NEW STRATEGIC FORUM: Getting Beyond Taiwan?
"Getting Beyond Taiwan? Chinese Foreign Policy and PLA Modernization"
Strategic Forum #261 January, 2011
By Michael A. Glosny
"Deeper rapprochement across the Taiwan Strait would remove a longstanding source of regional tension and the most likely source of war between the United States and China. Cross-strait rapprochement would also lead to new frictions and new worries among regional countries and the United States that a China no longer focused on Taiwan will use its increased power to challenge their interests elsewhere in Asia. The direction of PLA modernization can help alleviate or further exacerbate the concerns about a rising China that will become more powerful but also less constrained by Taiwan."
Since the mid-1990s, China’s military modernization has focused on deterring Taiwan independence and preparing for a military response if deterrence fails. Given China’s assumption of U.S. intervention in a Taiwan conflict, the People’s Liberation Army (PLA) has been developing military capabilities to deter, delay, and disrupt U.S. military support operations. The 2008 election of Taiwan President Ma Ying-jeou, however, has contributed to improved cross-strait economic and political cooperation and dramatically reduced the threat of Taiwan independence and war across the Taiwan Strait. Cooperation has included full restoration of direct shipping, flights, and mail across the strait, Taiwan’s participation in the World Health Assembly, regularized cross-strait negotiation mechanisms that have already reached several agreements, and the recent signing of the Economic Cooperation Framework Agreement.

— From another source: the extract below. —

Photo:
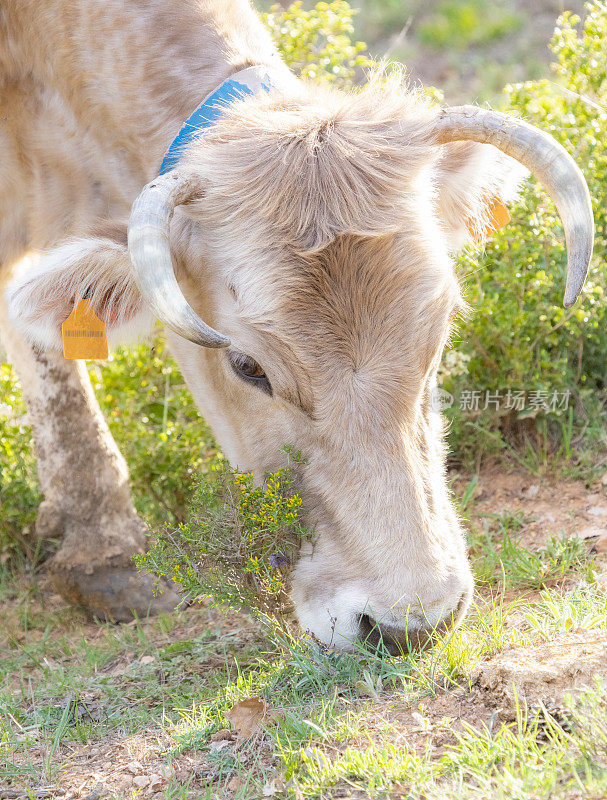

This decreased cross-strait tension and tentative rapprochement have raised the prospect of fundamental changes in China’s security challenges. If the People’s Republic of China (PRC) and Taiwan sustain this positive cooperation over the next 5 to 10 years and continue to deepen rapprochement, how would this affect regional stability, China’s diplomatic grand strategy, and China’s military modernization? Other analysts have examined the implications of an ultimate political resolution to the Taiwan issue, but this paper analyzes the implications of deeper cross-strait rapprochement, a much more likely scenario over the next 5 to 10 years.2 This deeper rapprochement would probably not resolve the issue of Taiwan’s political status, but would greatly reduce the chances that the PRC would use force. Sustained cross-strait stability would make the Taiwan issue less important in Chinese domestic politics and much less prominent in China’s relations with others. This could occur as a result of a peace agreement or through a series of cooperative measures by both sides that put the relationship on a course toward peaceful resolution. Experts devote a great detail of attention to scenarios of crisis and conflict in the Taiwan Strait, but the implications of deeper cross-strait cooperation also deserve analytical attention. This discussion of potential future implications of deeper cross-strait rapprochement is speculative in nature.